En cuanto a Harry, ya había tenido suficiente. Entró en el carruaje y se dejó caer en el asiento, frente a Peter. En el interior se hizo un silencio reflexivo. Harry observaba distraído las calles oscuras mientras el coche se encaminaba hacia una zona más agradable de la ciudad y Peter, a su vez, observaba en silencio a su amigo.
– Ha sido una historia interesante, ¿no crees? -preguntó al fin Peter.
– Sí.
– ¿Qué sacas en limpio?
Harry volvió a repasar en su mente la historia de Bleeker, pensando en las alternativas posibles.
– No sé.
– El tiempo coincide -dijo Peter con lentitud-. Ballinger fue asesinado la noche siguiente al incendio del Club de los Sables. Es probable que iniciara el fuego para confundir sus propias huellas y después hubiera asesinado al testigo.
– Eso parece.
– De acuerdo con lo que sabemos, Araña dejó de actuar poco después de la abdicación de Napoleón, en abril de 1814, lo que coincide también con la muerte de Ballinger, a finales de marzo. En el corto lapso entre la huida de Napoleón de la isla de Elba y la derrota final de Waterloo, no hubo señales de actividad de parte de Araña.

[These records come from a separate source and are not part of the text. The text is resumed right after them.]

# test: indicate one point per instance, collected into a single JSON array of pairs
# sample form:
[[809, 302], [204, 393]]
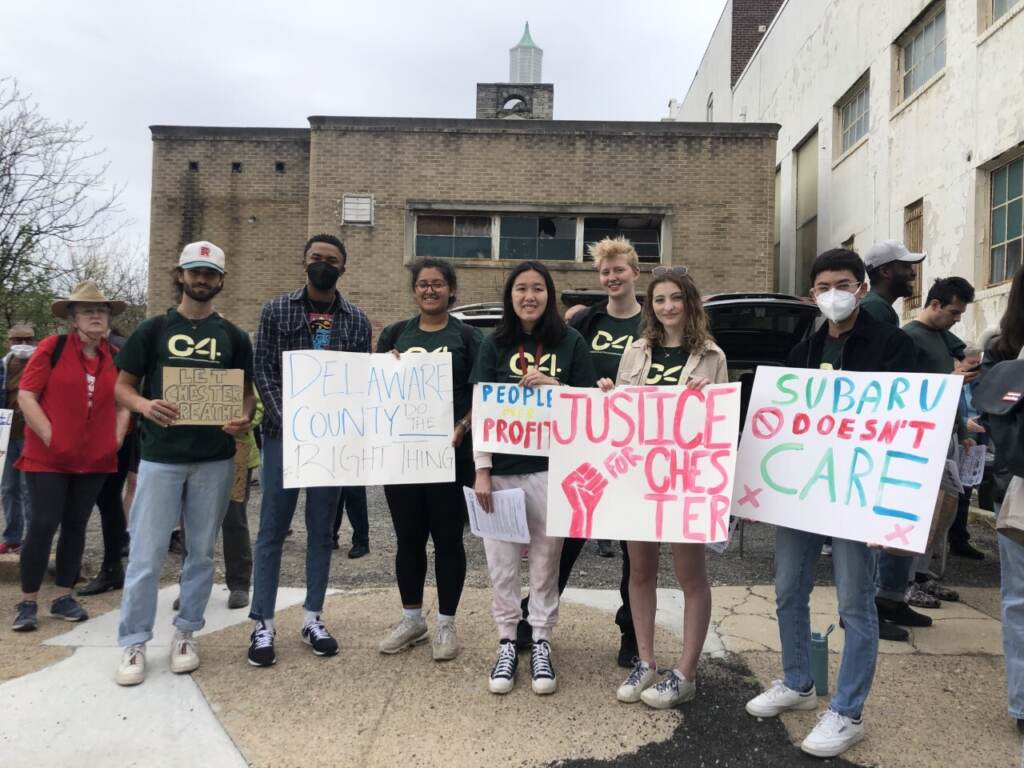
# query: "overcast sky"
[[121, 66]]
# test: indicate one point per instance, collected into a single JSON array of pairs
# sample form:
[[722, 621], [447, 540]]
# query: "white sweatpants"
[[504, 559]]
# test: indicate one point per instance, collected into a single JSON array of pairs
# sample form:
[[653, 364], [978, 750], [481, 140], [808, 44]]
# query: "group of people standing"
[[77, 395]]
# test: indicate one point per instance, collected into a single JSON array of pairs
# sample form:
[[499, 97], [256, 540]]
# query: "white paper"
[[354, 419], [972, 466], [506, 521]]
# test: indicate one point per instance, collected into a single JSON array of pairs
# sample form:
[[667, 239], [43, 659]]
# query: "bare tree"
[[52, 196]]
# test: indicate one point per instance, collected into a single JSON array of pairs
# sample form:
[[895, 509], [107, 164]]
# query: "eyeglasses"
[[660, 271], [846, 286]]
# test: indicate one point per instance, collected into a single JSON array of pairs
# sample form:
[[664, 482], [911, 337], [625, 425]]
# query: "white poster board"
[[643, 463], [512, 419], [855, 456], [6, 419], [355, 419]]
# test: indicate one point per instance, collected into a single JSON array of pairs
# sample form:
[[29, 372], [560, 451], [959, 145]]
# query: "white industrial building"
[[899, 119]]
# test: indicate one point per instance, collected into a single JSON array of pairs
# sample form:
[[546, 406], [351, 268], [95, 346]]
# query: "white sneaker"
[[503, 675], [445, 643], [131, 671], [672, 691], [407, 633], [184, 653], [833, 735], [640, 679], [779, 698]]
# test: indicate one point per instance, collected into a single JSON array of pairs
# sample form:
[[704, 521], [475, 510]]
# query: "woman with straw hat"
[[73, 432]]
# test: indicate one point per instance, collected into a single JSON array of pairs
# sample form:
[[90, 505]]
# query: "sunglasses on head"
[[660, 271]]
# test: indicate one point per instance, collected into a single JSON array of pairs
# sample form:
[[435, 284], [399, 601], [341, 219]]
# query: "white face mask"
[[837, 305], [23, 350]]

– Era demasiado astuto para ligar su suerte a la de Napoleón por segunda vez. El intento de recuperar el trono de Francia en 1815 era una causa perdida y todos lo sabían, excepto el mismo Napoleón. Esa vez la derrota era inevitable y Araña debió comprenderlo. Tuvo que permanecer fuera de acción.
Peter hizo una mueca.
– Puede ser que tengas razón. Siempre fuiste capaz de adivinar las intenciones de ese canalla, aunque a la larga el resultado es el mismo. Desapareció de escena en la primavera de 1814. Es muy probable que Richard Ballinger fuera Araña.
– Hummm.
– Incluso los espías más brillantes pueden encontrarse en el lugar equivocado, en el momento equivocado. Y no están protegidos de la aparición de un asaltante casual -dijo Peter.
– Hummm.
Peter se quejó:
– Graystone, me irritas cuando estás de este humor. En tales ocasiones, no eres un interlocutor muy entretenido.
Por fin, Harry volvió la cabeza y miró a su amigo a los ojos.

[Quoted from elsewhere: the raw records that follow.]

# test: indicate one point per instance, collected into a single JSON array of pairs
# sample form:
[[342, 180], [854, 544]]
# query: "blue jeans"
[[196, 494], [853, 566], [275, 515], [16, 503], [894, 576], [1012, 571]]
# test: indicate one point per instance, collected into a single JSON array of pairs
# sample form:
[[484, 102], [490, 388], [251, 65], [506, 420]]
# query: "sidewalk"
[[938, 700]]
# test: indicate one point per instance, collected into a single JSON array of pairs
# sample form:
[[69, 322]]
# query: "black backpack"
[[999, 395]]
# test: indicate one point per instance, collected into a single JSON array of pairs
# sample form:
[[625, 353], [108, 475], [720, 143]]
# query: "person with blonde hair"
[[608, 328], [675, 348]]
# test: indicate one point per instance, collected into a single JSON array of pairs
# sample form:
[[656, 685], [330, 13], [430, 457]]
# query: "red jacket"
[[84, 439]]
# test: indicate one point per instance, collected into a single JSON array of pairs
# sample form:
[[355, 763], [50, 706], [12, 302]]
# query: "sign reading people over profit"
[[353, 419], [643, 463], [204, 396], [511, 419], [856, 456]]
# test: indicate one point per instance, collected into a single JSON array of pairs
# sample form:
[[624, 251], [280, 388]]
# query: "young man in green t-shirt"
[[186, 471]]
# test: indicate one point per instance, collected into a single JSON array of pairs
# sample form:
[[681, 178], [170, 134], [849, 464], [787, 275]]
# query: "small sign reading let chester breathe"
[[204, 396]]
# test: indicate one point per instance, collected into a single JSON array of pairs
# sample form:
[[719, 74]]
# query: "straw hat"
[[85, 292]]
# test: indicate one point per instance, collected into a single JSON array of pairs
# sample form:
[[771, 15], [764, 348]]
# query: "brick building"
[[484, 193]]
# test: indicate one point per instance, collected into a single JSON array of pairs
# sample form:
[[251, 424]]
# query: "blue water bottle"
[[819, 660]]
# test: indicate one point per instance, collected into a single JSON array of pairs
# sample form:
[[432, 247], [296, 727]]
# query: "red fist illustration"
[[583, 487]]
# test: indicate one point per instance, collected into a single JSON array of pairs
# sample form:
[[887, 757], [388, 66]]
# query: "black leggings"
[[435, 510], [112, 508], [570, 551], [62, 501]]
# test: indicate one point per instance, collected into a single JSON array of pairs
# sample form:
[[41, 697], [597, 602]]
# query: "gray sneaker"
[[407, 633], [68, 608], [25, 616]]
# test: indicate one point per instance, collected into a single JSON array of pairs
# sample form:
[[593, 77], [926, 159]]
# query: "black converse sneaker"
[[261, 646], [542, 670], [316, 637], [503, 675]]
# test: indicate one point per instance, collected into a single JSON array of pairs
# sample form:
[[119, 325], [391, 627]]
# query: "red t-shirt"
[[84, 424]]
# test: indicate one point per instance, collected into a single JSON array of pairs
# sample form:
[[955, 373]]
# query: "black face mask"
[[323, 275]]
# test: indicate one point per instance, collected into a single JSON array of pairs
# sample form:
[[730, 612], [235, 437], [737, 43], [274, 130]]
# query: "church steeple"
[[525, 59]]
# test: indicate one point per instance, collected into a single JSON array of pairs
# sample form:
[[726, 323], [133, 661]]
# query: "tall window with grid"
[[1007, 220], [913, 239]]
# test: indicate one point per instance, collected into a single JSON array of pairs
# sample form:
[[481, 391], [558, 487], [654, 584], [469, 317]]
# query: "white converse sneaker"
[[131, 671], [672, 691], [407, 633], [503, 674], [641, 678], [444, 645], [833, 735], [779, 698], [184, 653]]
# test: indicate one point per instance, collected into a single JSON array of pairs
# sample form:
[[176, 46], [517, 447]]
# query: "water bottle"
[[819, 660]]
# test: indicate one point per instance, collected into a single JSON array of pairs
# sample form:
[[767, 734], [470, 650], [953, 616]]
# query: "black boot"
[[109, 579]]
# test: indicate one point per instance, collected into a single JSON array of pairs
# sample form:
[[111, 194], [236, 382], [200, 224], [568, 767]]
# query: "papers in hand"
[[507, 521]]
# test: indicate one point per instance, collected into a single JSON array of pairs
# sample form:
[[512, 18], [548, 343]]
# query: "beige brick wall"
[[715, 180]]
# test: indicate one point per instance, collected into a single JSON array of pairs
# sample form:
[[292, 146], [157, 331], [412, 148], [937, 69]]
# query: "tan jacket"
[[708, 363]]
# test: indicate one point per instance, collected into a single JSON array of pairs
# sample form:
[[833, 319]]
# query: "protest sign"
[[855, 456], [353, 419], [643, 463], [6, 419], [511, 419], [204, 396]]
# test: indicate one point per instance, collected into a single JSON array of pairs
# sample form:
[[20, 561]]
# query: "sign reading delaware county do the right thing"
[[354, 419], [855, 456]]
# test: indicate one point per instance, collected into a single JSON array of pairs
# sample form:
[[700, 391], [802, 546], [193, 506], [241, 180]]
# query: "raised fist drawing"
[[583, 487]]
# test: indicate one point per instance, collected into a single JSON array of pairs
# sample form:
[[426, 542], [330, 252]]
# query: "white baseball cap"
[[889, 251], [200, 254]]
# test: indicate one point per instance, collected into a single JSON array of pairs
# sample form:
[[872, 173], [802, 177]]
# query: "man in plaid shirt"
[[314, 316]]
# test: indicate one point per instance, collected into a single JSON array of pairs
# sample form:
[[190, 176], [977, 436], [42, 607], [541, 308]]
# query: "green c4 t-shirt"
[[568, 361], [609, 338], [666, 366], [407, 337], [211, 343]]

– Sheldrake, doy por sentado que es innecesario decirlo; no quisiera que tus especulaciones llegasen a oídos de Augusta.
Peter esbozó una sonrisa fugaz.
– Graystone, tengo cierto grado de sentido común. Pienso vivir para ver mi noche de bodas. No tengo intenciones de arriesgarme a sufrir tus arrebatos de ira por haber afligido a Augusta. -Su sonrisa se esfumó-. Considero a Augusta una amiga y familia de mi futura esposa y tanto como tú, deseo evitarle el sufrimiento que podría causarle una acción deshonrosa por parte de su hermano.
– Precisamente.
Cuando el carruaje hubo recorrido las calles frecuentadas y entró en la parte más elegante de la ciudad, Harry se apeó a la puerta de su casa. Deseó buenas noches a Peter y subió las escaleras.
Craddock, ahogando un bostezo, abrió la puerta y le informó al señor que todos, incluyendo lady Graystone, se habían retirado a dormir.

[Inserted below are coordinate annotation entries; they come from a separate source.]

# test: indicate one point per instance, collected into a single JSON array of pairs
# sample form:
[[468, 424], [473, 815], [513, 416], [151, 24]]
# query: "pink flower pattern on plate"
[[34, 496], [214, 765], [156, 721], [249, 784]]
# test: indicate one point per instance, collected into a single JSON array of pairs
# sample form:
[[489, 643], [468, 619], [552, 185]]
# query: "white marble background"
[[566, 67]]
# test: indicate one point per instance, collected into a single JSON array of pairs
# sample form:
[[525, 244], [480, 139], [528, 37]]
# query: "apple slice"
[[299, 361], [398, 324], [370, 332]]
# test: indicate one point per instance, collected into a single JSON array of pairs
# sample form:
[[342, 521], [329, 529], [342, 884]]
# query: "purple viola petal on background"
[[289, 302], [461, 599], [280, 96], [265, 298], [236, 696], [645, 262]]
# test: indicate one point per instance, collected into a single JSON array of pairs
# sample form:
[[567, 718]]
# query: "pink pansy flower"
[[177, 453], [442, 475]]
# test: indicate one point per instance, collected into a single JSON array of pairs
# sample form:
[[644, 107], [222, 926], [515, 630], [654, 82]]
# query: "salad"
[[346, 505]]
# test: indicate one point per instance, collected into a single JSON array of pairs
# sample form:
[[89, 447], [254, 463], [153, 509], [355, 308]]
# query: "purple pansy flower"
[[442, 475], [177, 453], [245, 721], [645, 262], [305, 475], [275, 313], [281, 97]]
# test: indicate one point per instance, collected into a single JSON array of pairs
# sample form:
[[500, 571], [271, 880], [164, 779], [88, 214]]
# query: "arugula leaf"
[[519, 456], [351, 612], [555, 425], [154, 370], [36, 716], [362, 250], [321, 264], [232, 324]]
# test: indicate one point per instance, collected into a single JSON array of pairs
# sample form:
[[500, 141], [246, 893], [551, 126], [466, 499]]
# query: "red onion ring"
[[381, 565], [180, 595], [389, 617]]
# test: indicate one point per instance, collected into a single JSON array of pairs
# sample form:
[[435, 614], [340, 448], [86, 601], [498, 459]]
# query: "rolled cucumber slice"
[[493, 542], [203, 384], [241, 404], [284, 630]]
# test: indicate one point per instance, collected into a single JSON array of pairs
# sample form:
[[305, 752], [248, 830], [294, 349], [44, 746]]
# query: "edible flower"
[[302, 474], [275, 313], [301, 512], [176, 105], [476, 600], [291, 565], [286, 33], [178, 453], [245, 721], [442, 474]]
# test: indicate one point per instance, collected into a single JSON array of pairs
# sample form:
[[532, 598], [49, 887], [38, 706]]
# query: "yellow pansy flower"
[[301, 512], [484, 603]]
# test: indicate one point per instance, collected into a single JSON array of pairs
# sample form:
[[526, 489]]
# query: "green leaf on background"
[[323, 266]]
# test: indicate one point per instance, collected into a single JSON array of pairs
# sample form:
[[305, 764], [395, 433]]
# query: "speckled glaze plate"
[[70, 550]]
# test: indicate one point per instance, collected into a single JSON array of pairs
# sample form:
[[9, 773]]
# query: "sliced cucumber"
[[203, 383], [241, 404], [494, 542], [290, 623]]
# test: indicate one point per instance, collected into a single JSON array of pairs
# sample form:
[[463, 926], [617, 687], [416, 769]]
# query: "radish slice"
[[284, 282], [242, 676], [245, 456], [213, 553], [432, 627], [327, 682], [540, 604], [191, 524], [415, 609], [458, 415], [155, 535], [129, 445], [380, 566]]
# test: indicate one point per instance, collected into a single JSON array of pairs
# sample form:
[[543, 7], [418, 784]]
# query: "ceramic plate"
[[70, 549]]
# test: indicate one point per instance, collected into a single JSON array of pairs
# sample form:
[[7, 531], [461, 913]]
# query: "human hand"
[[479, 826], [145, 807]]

Harry asintió y se dirigió a la biblioteca. Se sirvió una pequeña copa de coñac y fue hacia la ventana. Quedó largo rato contemplando el jardín en sombras, reflexionando sobre los hechos del día.
Terminó el licor, se acercó al escritorio y frunció el entrecejo al ver una nota en el centro, a propósito donde no pudiese dejar de verla. Reconoció la escritura curva y redonda de Augusta:
Plan de actividades, jueves:
1. Mañana: Visita a Hatchards y otras librerías para comprar libros.
2. "Tarde: Observar la ascensión en globo del señor Mitford en el parque.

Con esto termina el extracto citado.